You may notice some unsafe code in the implementation. We're doing something that the Rust compiler can't handle for us, so we take matters into our own hands. We know that the AST is correct by construction, so we assume that a given node's child nodes exist, and they are the correct type.

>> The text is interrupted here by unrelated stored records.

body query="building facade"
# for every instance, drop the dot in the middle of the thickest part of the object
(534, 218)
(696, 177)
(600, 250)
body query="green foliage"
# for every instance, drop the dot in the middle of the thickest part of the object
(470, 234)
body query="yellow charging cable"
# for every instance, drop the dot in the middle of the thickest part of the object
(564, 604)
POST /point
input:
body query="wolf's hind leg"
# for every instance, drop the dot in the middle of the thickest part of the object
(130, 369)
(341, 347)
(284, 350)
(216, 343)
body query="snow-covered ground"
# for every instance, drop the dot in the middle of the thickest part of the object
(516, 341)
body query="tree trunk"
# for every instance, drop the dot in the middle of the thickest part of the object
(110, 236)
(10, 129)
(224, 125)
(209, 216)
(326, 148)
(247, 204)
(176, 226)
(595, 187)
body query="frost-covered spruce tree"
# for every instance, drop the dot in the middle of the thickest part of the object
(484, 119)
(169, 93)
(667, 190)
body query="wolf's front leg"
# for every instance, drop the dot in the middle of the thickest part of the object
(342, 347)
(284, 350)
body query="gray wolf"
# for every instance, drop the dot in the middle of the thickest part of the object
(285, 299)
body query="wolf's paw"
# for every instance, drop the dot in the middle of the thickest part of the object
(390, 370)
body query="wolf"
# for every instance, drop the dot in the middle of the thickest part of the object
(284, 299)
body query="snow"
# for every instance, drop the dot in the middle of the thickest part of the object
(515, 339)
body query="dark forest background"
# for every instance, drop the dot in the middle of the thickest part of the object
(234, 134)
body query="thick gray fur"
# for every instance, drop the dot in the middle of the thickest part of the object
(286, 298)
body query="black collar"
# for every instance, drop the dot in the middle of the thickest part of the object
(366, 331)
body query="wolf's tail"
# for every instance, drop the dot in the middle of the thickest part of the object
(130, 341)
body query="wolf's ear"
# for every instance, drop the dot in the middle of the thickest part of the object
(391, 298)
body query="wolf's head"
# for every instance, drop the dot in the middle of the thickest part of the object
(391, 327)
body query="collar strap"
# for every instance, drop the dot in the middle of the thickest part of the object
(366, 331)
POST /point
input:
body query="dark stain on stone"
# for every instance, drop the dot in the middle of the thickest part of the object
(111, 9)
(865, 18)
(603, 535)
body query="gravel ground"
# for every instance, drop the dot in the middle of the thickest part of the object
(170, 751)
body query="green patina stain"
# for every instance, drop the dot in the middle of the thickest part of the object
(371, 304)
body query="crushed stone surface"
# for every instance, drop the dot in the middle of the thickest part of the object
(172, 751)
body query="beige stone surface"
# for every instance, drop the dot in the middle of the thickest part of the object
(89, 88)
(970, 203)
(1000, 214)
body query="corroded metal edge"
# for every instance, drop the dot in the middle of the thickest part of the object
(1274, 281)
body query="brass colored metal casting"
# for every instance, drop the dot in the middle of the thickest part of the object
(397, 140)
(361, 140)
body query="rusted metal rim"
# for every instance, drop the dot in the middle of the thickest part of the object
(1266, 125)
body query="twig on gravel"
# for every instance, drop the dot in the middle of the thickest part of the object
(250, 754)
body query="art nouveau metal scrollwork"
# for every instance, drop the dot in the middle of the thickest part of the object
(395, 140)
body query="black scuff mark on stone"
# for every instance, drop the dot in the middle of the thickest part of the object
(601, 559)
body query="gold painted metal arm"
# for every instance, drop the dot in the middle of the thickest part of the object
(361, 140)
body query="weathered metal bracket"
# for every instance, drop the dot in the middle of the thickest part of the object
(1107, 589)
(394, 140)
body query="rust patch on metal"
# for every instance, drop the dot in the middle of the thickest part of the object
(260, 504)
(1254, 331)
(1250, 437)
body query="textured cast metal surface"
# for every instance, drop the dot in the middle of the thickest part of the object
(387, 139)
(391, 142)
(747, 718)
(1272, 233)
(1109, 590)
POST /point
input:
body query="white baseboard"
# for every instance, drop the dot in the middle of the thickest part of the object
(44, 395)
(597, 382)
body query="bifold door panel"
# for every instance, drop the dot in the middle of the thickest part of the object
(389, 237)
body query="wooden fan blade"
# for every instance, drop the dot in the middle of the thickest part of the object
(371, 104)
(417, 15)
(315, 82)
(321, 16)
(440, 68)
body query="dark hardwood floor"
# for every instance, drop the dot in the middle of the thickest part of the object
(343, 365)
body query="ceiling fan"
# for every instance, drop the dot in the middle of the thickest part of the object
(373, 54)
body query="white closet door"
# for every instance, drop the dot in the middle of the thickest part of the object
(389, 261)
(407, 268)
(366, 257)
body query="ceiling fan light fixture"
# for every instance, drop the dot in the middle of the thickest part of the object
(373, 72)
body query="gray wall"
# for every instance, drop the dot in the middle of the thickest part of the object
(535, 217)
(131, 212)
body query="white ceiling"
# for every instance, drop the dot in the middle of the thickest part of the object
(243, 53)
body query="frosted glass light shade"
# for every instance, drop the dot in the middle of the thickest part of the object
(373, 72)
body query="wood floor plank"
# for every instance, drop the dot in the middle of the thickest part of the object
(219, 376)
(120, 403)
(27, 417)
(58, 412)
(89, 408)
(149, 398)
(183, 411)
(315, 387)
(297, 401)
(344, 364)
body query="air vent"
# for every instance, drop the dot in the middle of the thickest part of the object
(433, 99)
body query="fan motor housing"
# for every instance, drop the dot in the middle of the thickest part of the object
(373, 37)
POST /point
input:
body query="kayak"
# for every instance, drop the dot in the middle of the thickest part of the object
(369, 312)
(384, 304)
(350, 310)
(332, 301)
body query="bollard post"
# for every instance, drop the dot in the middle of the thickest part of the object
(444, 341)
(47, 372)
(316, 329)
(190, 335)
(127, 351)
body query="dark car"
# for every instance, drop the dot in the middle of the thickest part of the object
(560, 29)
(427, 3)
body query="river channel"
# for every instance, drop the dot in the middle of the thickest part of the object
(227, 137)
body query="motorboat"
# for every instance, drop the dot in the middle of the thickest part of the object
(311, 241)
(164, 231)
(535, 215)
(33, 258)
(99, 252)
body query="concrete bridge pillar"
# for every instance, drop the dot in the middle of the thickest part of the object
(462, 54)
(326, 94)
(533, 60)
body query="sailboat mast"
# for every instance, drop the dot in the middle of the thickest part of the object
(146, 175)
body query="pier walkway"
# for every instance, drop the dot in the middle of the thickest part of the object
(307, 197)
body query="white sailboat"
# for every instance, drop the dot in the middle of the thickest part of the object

This was a lot of work. How does it perform?

Super flat results

To me, this isn't a surprise. Look at the next graph:

A traditional tree representation uses 3x more memory than our super flat representation.

Of course, you don't usually write 100 MB large files. Luckily, it performs better at every scale.

Fin

Thanks for reading!

As always, the code is available on GitHub, this time including the benchmarks and plot generation.